I’m developing a question and answer bot to help customers. I am using embeddings with the text-embedding-ada-002 model and storing them in pinecone db. I will prepare a dataset with frequently asked questions what should I pay attention to when preparing this data set and how should I index it?


  1. Break the document into chunks (Embeddings have token limits)
  2. Create the embedding with OpenAI
  3. Store data in vector database
  4. Create an application to query data
  5. Create embeddings for queries in real-time
  6. Display response data

The most challenging part is preparing the data, my advice is pay attention to token limits when creating chunks.

1 Like

Actually, my question was about preparing the data. What can I do to index the data properly and prepare it well?

Think of sensible ways to split Question and Reply, think about some cases where the user asks two questions to the Service Desk and get two replies to avoid giving false answers. So if it is common to request account set-up and creation of a new E-Mail-Account you might geht mixed results if a user asks only for the first question.
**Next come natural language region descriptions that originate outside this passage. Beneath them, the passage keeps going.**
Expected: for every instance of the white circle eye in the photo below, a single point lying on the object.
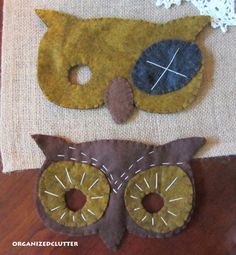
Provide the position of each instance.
(80, 74)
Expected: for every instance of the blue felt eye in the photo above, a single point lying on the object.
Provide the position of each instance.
(166, 66)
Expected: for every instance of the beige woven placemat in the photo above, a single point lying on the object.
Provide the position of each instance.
(25, 111)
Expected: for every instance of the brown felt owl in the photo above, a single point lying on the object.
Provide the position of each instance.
(108, 187)
(154, 67)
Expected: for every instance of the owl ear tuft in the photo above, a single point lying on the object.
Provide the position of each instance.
(53, 18)
(187, 28)
(50, 145)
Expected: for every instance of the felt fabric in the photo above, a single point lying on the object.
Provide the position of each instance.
(99, 44)
(120, 161)
(182, 60)
(171, 102)
(25, 111)
(119, 100)
(64, 176)
(174, 186)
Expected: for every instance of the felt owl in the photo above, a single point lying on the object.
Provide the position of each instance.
(153, 67)
(109, 187)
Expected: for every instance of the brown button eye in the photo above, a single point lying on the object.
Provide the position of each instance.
(152, 202)
(73, 194)
(160, 199)
(75, 199)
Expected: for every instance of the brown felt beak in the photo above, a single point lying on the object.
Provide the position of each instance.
(119, 100)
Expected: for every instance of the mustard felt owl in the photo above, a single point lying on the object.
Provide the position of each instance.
(154, 67)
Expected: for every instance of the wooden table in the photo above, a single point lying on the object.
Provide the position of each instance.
(211, 231)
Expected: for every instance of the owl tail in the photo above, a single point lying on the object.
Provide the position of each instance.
(119, 100)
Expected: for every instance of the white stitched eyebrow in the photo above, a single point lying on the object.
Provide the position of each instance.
(62, 216)
(131, 166)
(91, 212)
(144, 218)
(156, 181)
(179, 163)
(172, 183)
(60, 181)
(176, 199)
(82, 179)
(55, 208)
(50, 193)
(145, 180)
(171, 213)
(119, 186)
(98, 197)
(105, 167)
(166, 69)
(83, 217)
(127, 177)
(153, 221)
(68, 176)
(138, 171)
(170, 70)
(164, 221)
(93, 184)
(140, 159)
(138, 187)
(166, 163)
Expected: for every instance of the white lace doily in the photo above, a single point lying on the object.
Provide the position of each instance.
(222, 11)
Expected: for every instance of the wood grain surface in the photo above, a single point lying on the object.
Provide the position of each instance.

I’d also would like to recommend to you the following video where a process is shown and explained, this one really helped me out a lot, so it might help you too: 5. OpenAI Embeddings API - Searching Financial Documents - YouTube

1 Like

Actually, I have a template in mind like this [title,category,content]. I will use the title and category when indexing. Can you think of anything to add to this

Oh actually one further thing came to my mind: Try to filter out all the words which are exchanged as a pleasantry before the actual question is proposed. So if someone Asks: “Hello Servicedesk, can you help me with the following issue:” try to take this out because if someone uses a similar phrase when doing the request with your tool you might get a higher cosine distance when this should not be the case!

Edit: Lower cosine distance

I’m already using a structure like this: " Answer the question as accurately as possible in the context below:
Context: <embedding_content>" isn’t he doing the same thing as you want to say, did I get it wrong ?

Ah okay if you have only the content thats great, what I meant was regarding the training data, and how to prep it :slight_smile:

I meant if you have a servicedesk request, some pepole might say “Hello I have a issue and would like your help”, to take this part out of the training data as it would not be relevant for the answer.

Oh, I get it.
The data will be generally clean because I’m creating it myself. Actually, that’s why I asked what I should pay attention to when creating the dataset. For example, should I keep the content of the embeds long or short, how should I index it, such as.